From an Islamic perspective, the use of herbs in managing diseases is also acknowledged.
Use of Neem
In Ayurveda, Unani, Homeopathy, and modern medicine, the active components of neem are utilized to address a range of infectious, metabolic, and cancerous conditions.
In many countries, people use different kinds of plants to make medicine for treating diseases.
One of these plants called neem, is found in India, Pakistan, Bangladesh, and Nepal.
Neem has many different parts that can help with treating diseases.
Scientists have found that neem can help with diseases by changing the way some genes work and by doing other things.
Some parts of neem, like quercetin and ß-sitosterol, can also kill germs that cause diseases. 
These parts were first found in the leaves of neem.
Several biological and pharmacological functions of neem have been documented, which include abilities to fight against bacterial and fungal infections, as well as reduce inflammation.

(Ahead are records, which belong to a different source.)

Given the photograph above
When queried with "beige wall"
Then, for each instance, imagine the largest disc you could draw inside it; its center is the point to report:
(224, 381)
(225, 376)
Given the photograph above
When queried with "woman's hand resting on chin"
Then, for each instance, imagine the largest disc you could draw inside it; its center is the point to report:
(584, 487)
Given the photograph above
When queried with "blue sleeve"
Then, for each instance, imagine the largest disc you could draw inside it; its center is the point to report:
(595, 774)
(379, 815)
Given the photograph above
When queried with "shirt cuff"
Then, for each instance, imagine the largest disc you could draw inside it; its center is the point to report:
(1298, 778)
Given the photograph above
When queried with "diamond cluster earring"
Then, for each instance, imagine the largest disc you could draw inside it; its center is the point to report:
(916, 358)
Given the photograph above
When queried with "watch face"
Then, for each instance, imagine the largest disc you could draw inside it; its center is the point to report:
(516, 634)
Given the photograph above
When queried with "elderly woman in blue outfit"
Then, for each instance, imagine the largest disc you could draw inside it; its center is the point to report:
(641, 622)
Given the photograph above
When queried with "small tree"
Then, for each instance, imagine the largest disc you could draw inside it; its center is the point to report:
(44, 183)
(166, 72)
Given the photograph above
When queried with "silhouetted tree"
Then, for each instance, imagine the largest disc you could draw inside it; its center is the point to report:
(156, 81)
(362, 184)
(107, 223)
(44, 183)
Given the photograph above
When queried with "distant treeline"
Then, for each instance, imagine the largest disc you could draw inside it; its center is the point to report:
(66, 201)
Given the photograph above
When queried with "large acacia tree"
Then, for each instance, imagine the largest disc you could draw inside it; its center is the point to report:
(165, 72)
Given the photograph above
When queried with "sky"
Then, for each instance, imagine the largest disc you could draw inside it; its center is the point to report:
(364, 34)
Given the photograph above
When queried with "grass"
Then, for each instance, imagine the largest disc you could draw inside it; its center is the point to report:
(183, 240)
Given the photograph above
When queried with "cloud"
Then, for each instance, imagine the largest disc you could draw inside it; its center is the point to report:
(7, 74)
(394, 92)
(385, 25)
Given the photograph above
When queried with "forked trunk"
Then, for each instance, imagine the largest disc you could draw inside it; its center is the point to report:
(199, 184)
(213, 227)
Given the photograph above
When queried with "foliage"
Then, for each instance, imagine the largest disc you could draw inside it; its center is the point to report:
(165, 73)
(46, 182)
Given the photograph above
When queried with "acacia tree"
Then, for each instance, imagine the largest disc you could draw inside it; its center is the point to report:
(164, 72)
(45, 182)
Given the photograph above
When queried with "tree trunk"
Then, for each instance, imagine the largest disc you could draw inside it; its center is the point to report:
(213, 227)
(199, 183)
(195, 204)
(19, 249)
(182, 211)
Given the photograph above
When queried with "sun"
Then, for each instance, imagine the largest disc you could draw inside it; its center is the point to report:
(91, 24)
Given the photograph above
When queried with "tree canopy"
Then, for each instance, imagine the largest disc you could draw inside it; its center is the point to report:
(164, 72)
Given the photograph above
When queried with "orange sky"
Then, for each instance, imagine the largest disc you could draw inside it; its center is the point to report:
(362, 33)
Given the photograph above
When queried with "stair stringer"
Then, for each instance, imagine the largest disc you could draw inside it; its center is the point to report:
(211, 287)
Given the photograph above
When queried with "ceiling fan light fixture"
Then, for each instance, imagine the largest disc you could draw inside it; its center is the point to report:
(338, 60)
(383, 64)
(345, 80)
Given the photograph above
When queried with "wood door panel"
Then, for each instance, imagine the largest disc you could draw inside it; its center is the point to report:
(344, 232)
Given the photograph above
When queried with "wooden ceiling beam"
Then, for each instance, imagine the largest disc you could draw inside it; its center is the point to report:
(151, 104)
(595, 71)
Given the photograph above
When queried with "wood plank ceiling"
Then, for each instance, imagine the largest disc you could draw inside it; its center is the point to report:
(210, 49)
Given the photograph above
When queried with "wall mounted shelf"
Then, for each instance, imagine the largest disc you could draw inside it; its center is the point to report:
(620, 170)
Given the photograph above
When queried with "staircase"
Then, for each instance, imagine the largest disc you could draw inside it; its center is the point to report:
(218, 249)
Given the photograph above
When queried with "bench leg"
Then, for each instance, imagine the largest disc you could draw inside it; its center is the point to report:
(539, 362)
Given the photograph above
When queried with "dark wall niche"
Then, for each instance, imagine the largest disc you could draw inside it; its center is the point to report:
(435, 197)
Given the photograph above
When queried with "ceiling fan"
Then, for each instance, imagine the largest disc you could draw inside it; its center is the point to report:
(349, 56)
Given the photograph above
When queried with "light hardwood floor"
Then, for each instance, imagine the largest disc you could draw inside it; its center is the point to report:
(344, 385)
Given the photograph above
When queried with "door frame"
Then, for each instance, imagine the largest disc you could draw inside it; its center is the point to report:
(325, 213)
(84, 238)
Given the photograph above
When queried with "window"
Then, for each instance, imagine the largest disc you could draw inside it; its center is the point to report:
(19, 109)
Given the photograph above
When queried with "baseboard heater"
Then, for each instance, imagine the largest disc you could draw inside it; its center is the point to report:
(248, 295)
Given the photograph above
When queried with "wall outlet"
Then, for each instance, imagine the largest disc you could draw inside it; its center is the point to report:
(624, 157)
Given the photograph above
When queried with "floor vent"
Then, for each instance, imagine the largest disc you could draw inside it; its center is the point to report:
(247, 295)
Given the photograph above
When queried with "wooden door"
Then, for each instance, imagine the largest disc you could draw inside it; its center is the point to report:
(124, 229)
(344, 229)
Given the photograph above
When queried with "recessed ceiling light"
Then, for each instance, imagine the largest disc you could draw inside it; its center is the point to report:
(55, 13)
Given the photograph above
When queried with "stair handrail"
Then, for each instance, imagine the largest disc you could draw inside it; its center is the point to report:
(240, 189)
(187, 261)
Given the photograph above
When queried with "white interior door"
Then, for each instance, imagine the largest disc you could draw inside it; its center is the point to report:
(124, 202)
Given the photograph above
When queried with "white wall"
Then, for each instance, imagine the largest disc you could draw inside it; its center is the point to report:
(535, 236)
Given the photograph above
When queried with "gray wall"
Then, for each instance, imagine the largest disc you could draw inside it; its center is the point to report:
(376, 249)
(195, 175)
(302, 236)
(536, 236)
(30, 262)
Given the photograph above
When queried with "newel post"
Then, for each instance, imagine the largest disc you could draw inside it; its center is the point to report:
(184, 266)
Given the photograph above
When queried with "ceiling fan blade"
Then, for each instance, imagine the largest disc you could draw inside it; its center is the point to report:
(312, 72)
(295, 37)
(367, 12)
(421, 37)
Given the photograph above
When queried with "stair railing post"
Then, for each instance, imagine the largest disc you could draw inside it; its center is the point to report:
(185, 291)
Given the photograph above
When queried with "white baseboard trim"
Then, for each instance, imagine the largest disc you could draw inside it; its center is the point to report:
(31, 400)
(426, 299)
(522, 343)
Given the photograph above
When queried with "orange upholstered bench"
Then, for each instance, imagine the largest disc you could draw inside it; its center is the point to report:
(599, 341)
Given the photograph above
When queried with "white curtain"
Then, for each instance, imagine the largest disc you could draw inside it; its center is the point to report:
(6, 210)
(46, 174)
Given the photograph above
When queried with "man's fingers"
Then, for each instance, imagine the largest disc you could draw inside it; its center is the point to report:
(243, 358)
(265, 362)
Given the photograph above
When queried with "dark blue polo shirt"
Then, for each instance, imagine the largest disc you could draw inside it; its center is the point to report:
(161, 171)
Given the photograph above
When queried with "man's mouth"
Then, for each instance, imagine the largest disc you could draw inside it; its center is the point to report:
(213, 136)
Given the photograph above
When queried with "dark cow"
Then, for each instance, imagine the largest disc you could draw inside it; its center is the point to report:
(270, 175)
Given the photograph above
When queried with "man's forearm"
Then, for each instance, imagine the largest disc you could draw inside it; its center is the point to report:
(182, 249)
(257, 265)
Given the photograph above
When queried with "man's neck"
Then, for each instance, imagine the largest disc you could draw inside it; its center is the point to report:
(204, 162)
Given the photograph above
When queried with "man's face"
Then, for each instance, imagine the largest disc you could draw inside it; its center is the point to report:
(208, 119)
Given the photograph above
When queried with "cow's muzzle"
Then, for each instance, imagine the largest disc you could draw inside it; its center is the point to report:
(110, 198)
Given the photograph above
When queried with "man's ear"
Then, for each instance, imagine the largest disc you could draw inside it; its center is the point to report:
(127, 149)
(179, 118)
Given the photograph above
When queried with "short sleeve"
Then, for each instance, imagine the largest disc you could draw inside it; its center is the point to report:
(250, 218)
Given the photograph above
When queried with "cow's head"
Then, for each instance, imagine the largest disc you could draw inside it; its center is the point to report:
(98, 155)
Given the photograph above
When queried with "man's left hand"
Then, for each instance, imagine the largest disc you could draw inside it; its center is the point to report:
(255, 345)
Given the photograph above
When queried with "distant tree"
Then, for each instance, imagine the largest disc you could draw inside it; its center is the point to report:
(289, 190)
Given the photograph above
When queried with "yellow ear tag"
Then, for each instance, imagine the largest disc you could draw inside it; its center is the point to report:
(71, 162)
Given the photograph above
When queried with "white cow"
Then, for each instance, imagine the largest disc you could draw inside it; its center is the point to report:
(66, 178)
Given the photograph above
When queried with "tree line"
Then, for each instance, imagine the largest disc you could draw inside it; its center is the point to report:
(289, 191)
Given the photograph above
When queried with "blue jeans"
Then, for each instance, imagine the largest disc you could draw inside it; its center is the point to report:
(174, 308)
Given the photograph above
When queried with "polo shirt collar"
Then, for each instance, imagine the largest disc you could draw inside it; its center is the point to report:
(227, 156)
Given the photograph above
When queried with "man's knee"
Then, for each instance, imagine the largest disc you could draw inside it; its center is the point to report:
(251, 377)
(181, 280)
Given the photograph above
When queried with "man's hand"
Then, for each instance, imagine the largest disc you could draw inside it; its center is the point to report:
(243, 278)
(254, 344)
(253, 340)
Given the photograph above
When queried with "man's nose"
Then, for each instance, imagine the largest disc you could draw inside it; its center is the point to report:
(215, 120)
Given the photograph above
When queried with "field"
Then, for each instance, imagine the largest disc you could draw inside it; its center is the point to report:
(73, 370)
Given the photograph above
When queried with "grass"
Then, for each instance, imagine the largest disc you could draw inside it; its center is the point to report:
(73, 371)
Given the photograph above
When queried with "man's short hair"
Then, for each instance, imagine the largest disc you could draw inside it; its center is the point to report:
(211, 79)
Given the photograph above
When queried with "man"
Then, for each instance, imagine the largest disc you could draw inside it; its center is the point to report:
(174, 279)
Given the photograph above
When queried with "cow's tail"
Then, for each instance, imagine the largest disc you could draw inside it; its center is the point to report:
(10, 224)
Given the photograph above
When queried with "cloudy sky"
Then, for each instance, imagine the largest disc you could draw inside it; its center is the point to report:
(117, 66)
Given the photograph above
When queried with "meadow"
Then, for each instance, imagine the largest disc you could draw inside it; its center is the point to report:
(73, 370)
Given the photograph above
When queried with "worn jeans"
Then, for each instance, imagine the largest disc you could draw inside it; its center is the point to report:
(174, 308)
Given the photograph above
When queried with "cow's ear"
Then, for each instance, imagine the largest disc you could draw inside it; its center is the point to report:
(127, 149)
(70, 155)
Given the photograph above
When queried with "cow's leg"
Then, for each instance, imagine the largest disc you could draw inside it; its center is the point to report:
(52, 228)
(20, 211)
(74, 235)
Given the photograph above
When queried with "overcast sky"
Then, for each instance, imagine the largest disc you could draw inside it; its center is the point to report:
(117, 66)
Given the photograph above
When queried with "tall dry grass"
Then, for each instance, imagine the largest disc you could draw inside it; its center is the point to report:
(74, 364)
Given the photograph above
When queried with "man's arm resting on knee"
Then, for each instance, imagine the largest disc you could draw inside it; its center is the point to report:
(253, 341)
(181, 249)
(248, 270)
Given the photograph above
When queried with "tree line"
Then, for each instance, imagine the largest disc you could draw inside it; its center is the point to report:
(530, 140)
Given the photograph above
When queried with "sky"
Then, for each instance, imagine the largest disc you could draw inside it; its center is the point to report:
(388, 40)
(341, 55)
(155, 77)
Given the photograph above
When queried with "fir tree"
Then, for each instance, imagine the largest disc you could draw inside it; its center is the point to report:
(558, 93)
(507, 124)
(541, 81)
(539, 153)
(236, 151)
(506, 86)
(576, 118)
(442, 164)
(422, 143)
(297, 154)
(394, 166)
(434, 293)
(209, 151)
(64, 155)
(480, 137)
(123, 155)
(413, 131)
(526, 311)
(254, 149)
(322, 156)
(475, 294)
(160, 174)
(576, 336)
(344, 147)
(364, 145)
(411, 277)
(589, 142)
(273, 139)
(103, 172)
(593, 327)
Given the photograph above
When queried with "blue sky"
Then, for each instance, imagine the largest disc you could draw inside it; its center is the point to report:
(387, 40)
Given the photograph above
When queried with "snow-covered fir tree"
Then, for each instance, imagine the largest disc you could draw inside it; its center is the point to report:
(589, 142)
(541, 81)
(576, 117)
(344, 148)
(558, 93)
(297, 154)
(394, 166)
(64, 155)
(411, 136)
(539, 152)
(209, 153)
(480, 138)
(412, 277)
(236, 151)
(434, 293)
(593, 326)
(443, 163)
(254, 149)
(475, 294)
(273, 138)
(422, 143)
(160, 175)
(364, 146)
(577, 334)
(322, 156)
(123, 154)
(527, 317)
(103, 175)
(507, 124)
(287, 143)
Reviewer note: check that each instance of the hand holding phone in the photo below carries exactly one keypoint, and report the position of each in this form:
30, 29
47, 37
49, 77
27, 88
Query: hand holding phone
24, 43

Previous researchers have also validated their potential for treating inflammation, arthritis, fever, low blood sugar, stomach ulcers, fungal and bacterial infections, and tumors.
How Neem(Azadirachta indica) Works – Mechanism of Action
It belongs to the Meliaceae family and has therapeutic benefits in preventing and treating various diseases.
However, the molecular mechanism underlying its pathogenesis prevention is not fully comprehended.
It is believed that Azadirachta indica exerts its therapeutic effects due to its abundant source of antioxidants and other valuable active compounds such as nimbidin, nimbin, nimbidol, nimbolinin, azadirachtin, salannin, and quercetin.
The potential mechanism of action of Azadirachta indica can be explained as follows.
The various parts of the Neem plant exhibit antimicrobial properties by inhibiting microbial growth and potential cell wall breakdown.
Azadirachtin, a complex tetranortriterpenoid limonoid found in Neem seeds, is the principal constituent responsible for both antifeedant and toxic effects in insects.
The results indicate that the ethanol extract of Neem leaves displayed in vitro antibacterial activity against both Staphylococcus aureus and MRSA, with the highest zones of inhibition observed at 100% concentration.
Neem is known for its ability to scavenge free radicals due to its rich source of antioxidants. According to a study, both azadirachtin and nimbolide exhibit concentration-dependent antiradical scavenging activity and reductive potential, with nimbolide showing higher efficacy than azadirachtin and ascorbate .
Neem components have shown promising results in the management of cancer by regulating various cell signaling pathways. The plant has the ability to modulate the activity of various tumor suppressor genes such as p53 and pTEN, transcription factors like NF-κB, angiogenesis factors like VEGF, and apoptosis-related factors such as bcl2 and bax.
In addition, Neem also exhibits anti-inflammatory properties by regulating the activities of pro-inflammatory enzymes such as cyclooxygenase (COX) and lipoxygenase (LOX).
The World Health Organization reports that between 11 to 20 million individuals fall ill with typhoid annually, and the disease claims the lives of 128,000 to 161,000 people worldwide. Given its significant prevalence, it is crucial to seek appropriate treatment by consulting a healthcare provider. Antibiotics have proven effective in treating and curing the disease based on current evidence. While neem leaves may serve as a supplementary therapy, the existing evidence does not support their use as the primary treatment option.